[Data] Execution hangs when there are many operators in the pipeline
What happened + What you expected to happen
I have a long-chained plan as below:
InputDataBuffer[Input] -> TaskPoolMapOperator[ReadRange] -> ActorPoolMapOperator[Map(StatefulFn1)] -> ActorPoolMapOperator[MapBatches(StatefulFn2)] -> ActorPoolMapOperator[Map(StatefulFn3)] -> ActorPoolMapOperator[MapBatches(StatefulFn4)] -> ActorPoolMapOperator[Map(StatefulFn2)] -> ActorPoolMapOperator[Map(StatefulFn3)] -> ActorPoolMapOperator[MapBatches(StatefulFn1)] -> ActorPoolMapOperator[MapBatches(StatefulFn2)] -> ActorPoolMapOperator[MapBatches(StatefulFn3)] -> ActorPoolMapOperator[Map(StatefulFn1)] -> ActorPoolMapOperator[Map(StatefulFn2)] -> ActorPoolMapOperator[MapBatches(StatefulFn3)]

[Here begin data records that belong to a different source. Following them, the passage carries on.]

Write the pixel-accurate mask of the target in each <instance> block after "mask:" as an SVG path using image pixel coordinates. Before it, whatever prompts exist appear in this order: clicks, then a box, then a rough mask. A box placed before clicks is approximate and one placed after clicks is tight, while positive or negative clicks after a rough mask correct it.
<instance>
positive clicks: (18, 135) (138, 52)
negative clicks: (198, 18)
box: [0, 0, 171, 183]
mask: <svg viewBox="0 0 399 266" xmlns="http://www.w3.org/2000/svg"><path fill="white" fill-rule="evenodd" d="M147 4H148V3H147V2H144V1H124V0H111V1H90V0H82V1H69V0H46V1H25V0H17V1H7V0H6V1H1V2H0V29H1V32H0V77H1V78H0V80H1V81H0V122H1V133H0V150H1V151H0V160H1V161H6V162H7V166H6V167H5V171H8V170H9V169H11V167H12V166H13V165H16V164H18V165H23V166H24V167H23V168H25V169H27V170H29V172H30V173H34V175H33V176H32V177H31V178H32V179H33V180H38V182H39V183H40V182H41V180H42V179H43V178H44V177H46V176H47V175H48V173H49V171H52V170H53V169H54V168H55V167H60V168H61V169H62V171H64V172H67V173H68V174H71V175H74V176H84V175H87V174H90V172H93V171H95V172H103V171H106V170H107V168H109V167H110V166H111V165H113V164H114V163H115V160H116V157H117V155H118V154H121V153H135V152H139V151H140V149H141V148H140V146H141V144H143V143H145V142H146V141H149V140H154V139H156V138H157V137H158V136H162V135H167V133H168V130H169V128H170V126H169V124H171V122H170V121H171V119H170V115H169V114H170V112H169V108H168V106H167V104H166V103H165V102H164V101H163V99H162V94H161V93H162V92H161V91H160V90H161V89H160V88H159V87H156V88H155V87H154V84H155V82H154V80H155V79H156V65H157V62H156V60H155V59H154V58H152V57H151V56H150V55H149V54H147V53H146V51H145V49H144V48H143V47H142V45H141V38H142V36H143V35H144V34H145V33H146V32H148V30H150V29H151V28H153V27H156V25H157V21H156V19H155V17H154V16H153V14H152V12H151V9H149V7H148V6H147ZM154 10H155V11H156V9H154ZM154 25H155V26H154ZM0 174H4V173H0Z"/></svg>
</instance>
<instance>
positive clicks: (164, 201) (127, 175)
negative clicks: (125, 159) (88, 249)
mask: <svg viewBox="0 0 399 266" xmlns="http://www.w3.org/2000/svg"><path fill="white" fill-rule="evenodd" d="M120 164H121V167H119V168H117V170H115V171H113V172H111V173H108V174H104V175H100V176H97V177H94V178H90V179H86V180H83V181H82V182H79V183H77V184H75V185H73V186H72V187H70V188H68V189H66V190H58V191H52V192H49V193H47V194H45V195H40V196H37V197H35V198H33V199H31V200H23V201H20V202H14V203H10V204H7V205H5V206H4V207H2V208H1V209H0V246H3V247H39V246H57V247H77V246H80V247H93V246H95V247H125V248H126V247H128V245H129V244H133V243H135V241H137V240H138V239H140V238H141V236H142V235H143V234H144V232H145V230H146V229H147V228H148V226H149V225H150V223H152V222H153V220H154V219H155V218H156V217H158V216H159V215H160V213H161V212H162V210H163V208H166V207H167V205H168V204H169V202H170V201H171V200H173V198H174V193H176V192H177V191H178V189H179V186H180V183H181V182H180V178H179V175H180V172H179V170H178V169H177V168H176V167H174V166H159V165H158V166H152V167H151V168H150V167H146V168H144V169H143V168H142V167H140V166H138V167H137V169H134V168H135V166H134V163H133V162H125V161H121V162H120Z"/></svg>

The streaming pipeline executes a while and it seem to hang once enter the Map(StatefulFn3) stage. My script can reproduce it stably. I use most default settings than the ones in the script.
Versions / Dependencies
Ray 2.30.0
Reproduction script
import time
import numpy as np
import ray
class StatefulFn1:
def __init__(self):
self.num_reuses = 0
def __call__(self, x):
r = self.num_reuses
time.sleep(1.5)
self.num_reuses += 1
return {"id": np.array([r])}
class StatefulFn2:
def __init__(self):
self.num_reuses = 0
def __call__(self, x):
r = self.num_reuses
time.sleep(1.5)
self.num_reuses += 1
# mock大的输出
r = list(range(1000))
return {"id": np.array(r)}
class StatefulFn3:
def __init__(self):
print("StatefulFn3 init")
self.num_reuses = 0
def __call__(self, x):
r = self.num_reuses
# mock 计算重的操作
for i in range(1000):
for j in range(1000):
r += i * j
time.sleep(1.5)
self.num_reuses += 1
return {"id": np.array([r])}
class StatefulFn4:
def __init__(self):
self.num_reuses = 0
def __call__(self, x):
r = self.num_reuses
time.sleep(1.5)
self.num_reuses += 1
return {"id": np.array([r])}
min_concurrency = 1
max_concurrency = 100
def test_case(shutdown_only):
ray.init(num_cpus=100)
ts = time.time()
n = 10
ds = ray.data.range(n)
actor_reuse = ds.map(StatefulFn1, num_cpus=1, concurrency=(min_concurrency, max_concurrency)).map_batches(
StatefulFn2, num_cpus=2,
batch_size=1,
concurrency=(min_concurrency,
max_concurrency)).map(
StatefulFn3,
num_cpus=1,
concurrency=(
min_concurrency,
max_concurrency)).map_batches(
StatefulFn4, num_cpus=2, batch_size=1, concurrency=(min_concurrency, max_concurrency)).map(StatefulFn2,
num_cpus=1,
concurrency=(
min_concurrency,
max_concurrency)).map(
StatefulFn3,
num_cpus=1,
concurrency=(
min_concurrency, max_concurrency)).map_batches(
StatefulFn1, num_cpus=2, batch_size=1, concurrency=(min_concurrency, max_concurrency)).map_batches(StatefulFn2,
num_cpus=1,
batch_size=1,
concurrency=(
min_concurrency,
max_concurrency)).map_batches(
StatefulFn3, num_cpus=4, batch_size=1, concurrency=(min_concurrency, max_concurrency)).map(StatefulFn1,
num_cpus=1,
concurrency=(
min_concurrency,
max_concurrency)).map(
StatefulFn2,
num_cpus=1,
concurrency=(
min_concurrency, max_concurrency)).map_batches(
StatefulFn3, num_cpus=1, batch_size=1, concurrency=(min_concurrency, max_concurrency)).take_all()
print(f"cost time {time.time() - ts} seconds")
print(actor_reuse.stats())
Issue Severity
High: It blocks me from completing my task.